Sunday, September 14, 2014

George at One Year, Part Three

This kid loves swimming.  So much.  The funniest part is that George seriously believes that he can swim on his own and gets upset at us when we don't allow him to swim around.  But yeah, he totally cannot swim.  He sinks.  Trust us.

George has become quite the Mocking Jay.  (Ha, Hunger Games reference.  High five.)  He'll just randomly mimic our noises or words.  And, in true parent fashion, we freak out and gush every time he does it.  It's just SO CUTE.  It literally makes our day each time it happens.  And then we talk about it for the next three days or so.

George says, "bed time", "kitty", basically all of the colors, "Brandon", "baby", "bed time", "bum change", among many others.  He still says "grandpa", "blue", "Mom", and "Dad" the most.

Pulling himself up even more than usual and getting more and more daring about it.  Yeah, um, yikes.  Like the roll-out garbage can, people's legs, any and every precarious object...

He can go down the stairs... but only two steps.  That's his limit, apparently.

George is understanding and taking direction, which I guess he's done for a while, but I just starting noticing it more because more and more my direction is to keep him from killing himself, hahaha!  Yep.  "George, can I have that, please?" is a big one to get stuff out of his mouth.  He ate a piece of vinyl this morning (August 16), true story.

Each time George sees his reflection he stops and has to wave and flirt with himself.  Once he figures out that it's him, he has to find something, crawl back to the mirror, and watch himself playing with/using said object.  It's pretty hilarious.

George randomly decided to hate bed time, which was lame.  He's always been great about laying in his bed; even if he doesn't fall asleep, he's still happy most of the time until he does fall asleep.  This month had him freaking out once he figured out Brad or I wasn't in the room.  Awkward.  Luckily we've smoothed it over and he's back to sleeping and far less boobing about the fact that Mom and Dad don't want to hang out with him at 3:00 AM.  George, trust me, there's no one I'd enjoy spending time with at the butt-crack of dawn.  This is not an insult specifically against you.

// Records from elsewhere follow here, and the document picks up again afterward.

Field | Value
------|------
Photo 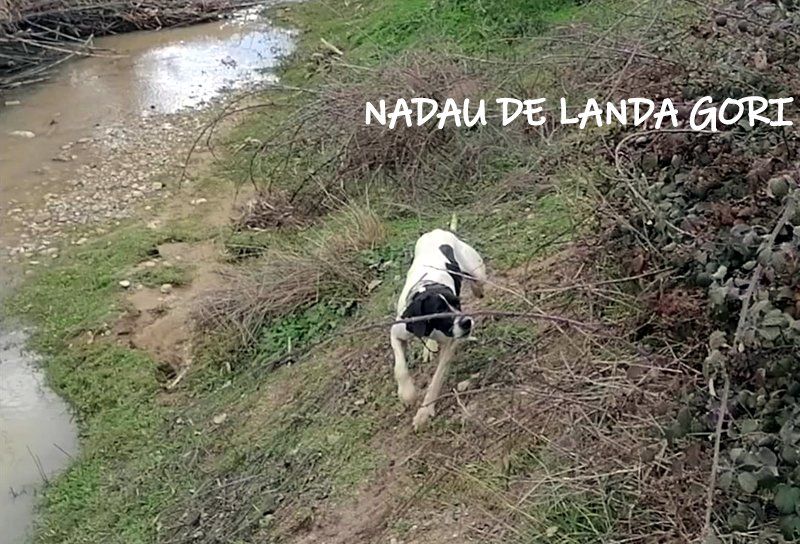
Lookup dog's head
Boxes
[402,284,473,339]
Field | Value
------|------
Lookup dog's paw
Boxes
[397,380,417,406]
[413,406,436,432]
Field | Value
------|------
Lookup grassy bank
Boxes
[9,0,794,543]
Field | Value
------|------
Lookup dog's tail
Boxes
[450,212,458,232]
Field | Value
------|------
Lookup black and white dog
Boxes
[391,229,486,430]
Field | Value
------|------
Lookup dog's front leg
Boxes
[414,340,457,431]
[391,323,417,404]
[422,338,439,363]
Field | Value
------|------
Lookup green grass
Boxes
[8,0,632,544]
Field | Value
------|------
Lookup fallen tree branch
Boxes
[346,310,601,333]
[702,197,793,541]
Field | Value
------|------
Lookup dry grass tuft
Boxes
[246,55,507,214]
[193,205,386,341]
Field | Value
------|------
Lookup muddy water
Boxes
[0,9,292,212]
[0,6,292,544]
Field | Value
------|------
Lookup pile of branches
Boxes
[228,53,507,216]
[0,0,258,91]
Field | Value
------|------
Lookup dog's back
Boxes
[397,229,486,316]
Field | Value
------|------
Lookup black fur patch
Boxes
[401,283,461,338]
[439,244,464,297]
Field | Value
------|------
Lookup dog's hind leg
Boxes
[391,323,417,404]
[414,340,458,431]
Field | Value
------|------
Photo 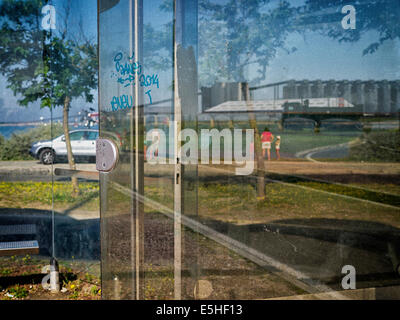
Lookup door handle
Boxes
[96,138,118,172]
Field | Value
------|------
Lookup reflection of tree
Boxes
[0,0,97,192]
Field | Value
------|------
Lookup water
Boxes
[0,126,35,139]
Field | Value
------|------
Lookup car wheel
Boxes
[39,149,55,164]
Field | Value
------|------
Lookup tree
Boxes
[0,0,98,194]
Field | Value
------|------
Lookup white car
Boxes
[29,129,99,164]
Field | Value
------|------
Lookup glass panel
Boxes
[0,0,100,299]
[99,0,400,299]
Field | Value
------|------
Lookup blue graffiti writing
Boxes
[112,52,160,88]
[145,90,153,104]
[111,94,133,111]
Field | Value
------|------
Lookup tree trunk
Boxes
[250,116,265,199]
[63,96,79,196]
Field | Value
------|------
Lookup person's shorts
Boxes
[262,142,271,149]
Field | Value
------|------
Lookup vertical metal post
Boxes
[129,0,144,300]
[174,1,183,300]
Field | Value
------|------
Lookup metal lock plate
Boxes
[96,139,118,172]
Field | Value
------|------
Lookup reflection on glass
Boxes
[99,0,400,299]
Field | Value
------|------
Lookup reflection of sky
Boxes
[0,0,400,121]
[0,0,97,122]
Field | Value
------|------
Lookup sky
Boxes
[0,0,400,122]
[0,0,97,122]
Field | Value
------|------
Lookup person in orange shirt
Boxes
[275,136,281,160]
[261,127,274,160]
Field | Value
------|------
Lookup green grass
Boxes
[0,182,99,206]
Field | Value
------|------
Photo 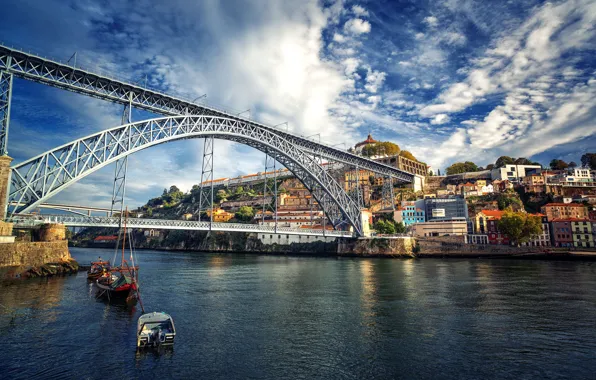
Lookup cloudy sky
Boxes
[0,0,596,206]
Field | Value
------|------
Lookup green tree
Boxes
[395,222,406,234]
[495,156,515,168]
[498,211,542,245]
[549,159,569,170]
[447,161,478,175]
[375,219,395,235]
[215,189,228,202]
[514,157,532,165]
[235,206,255,222]
[362,141,400,157]
[581,153,596,170]
[399,150,418,161]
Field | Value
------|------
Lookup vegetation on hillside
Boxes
[499,211,542,245]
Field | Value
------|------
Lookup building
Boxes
[465,234,488,245]
[540,203,588,221]
[399,200,426,227]
[490,164,542,182]
[206,208,234,223]
[521,214,552,247]
[412,219,468,237]
[486,216,510,245]
[474,210,503,234]
[571,219,594,248]
[354,134,378,153]
[93,235,118,244]
[373,154,428,177]
[424,196,468,222]
[478,183,495,195]
[551,219,573,247]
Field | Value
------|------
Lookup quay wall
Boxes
[0,240,72,267]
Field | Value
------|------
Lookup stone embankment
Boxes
[337,237,417,257]
[0,224,79,280]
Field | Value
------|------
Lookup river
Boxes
[0,248,596,379]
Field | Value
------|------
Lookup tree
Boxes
[395,222,406,234]
[215,189,228,202]
[495,156,515,168]
[514,157,532,165]
[235,206,255,222]
[399,150,418,161]
[362,141,400,157]
[581,153,596,170]
[498,211,542,245]
[549,159,569,170]
[447,161,478,175]
[375,219,395,235]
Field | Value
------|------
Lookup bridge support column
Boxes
[0,156,16,220]
[0,71,12,156]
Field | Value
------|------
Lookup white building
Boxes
[480,183,494,195]
[490,164,542,182]
[257,233,337,245]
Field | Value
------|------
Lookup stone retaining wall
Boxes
[337,237,416,257]
[0,240,71,267]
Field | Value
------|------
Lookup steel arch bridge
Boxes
[0,45,414,235]
[9,116,412,235]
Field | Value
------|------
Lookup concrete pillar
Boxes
[0,156,12,220]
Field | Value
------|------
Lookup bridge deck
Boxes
[13,215,352,237]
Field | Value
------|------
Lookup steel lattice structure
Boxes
[0,45,414,183]
[13,215,352,237]
[4,116,412,235]
[0,70,12,155]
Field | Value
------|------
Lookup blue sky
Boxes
[0,0,596,206]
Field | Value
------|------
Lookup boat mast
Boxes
[120,206,128,266]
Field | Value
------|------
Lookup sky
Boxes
[0,0,596,207]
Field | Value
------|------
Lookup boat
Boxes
[95,208,142,307]
[137,311,176,348]
[87,258,110,281]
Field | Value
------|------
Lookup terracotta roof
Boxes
[480,210,503,219]
[542,203,586,207]
[552,218,590,222]
[93,236,118,241]
[356,134,378,147]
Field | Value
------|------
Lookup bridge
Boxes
[0,45,414,236]
[12,215,352,237]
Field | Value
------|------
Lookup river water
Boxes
[0,248,596,379]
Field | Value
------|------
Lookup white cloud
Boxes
[352,5,368,17]
[430,113,451,125]
[344,18,370,34]
[333,33,346,43]
[424,16,439,27]
[364,69,387,93]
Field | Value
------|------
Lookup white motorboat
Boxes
[137,311,176,348]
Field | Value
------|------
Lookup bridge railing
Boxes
[13,215,352,237]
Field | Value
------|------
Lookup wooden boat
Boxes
[95,209,142,307]
[137,312,176,348]
[87,260,110,281]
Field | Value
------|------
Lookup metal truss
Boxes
[13,215,352,237]
[261,154,277,227]
[199,136,213,223]
[381,177,395,211]
[0,45,414,183]
[110,103,132,220]
[0,70,12,156]
[9,116,362,235]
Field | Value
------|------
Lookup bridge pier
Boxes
[0,156,12,221]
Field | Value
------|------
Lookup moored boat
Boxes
[137,312,176,348]
[87,258,110,281]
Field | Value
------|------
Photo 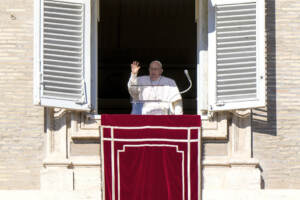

He's developed this weird mini-temper-tantrum thing lately.  Basically it looks like his constipated, vocally grunting and clenching his fists while his face goes red.  He'll do this for a split second before gasping for air.  It's sort of hilarious.  But also, you know, sort of like, "What the heck, dude?  What's with the tantrum?"

George is a climber, but not in the most logical sense.  He basically tries to climb everything that he shouldn't and that's also dangerous.  Especially the fireplace mantel-area, which is rock-hard concrete and has no-where to move around so I have no idea why it's attractive.

More and more George understands what we're saying and it's pretty freaking cool.  I can ask him, "Can I see that?" and he'll hand me what he's got.  This works most of the time when he's put something in his mouth, but sometimes he's determined to eat the piece of paper he's put in there and he'll run away.  Again, super funny... but also, "What the heck, dude?"

Often when George crawls and he's ready to do it at full speed he'll literally put his head down like he's a charging rhino or something and then he'll just zoom forward... without looking where he's going.  He'll often trip himself or almost run into people or walls.  He'll literally face plant from excitedly crawl-charging like this.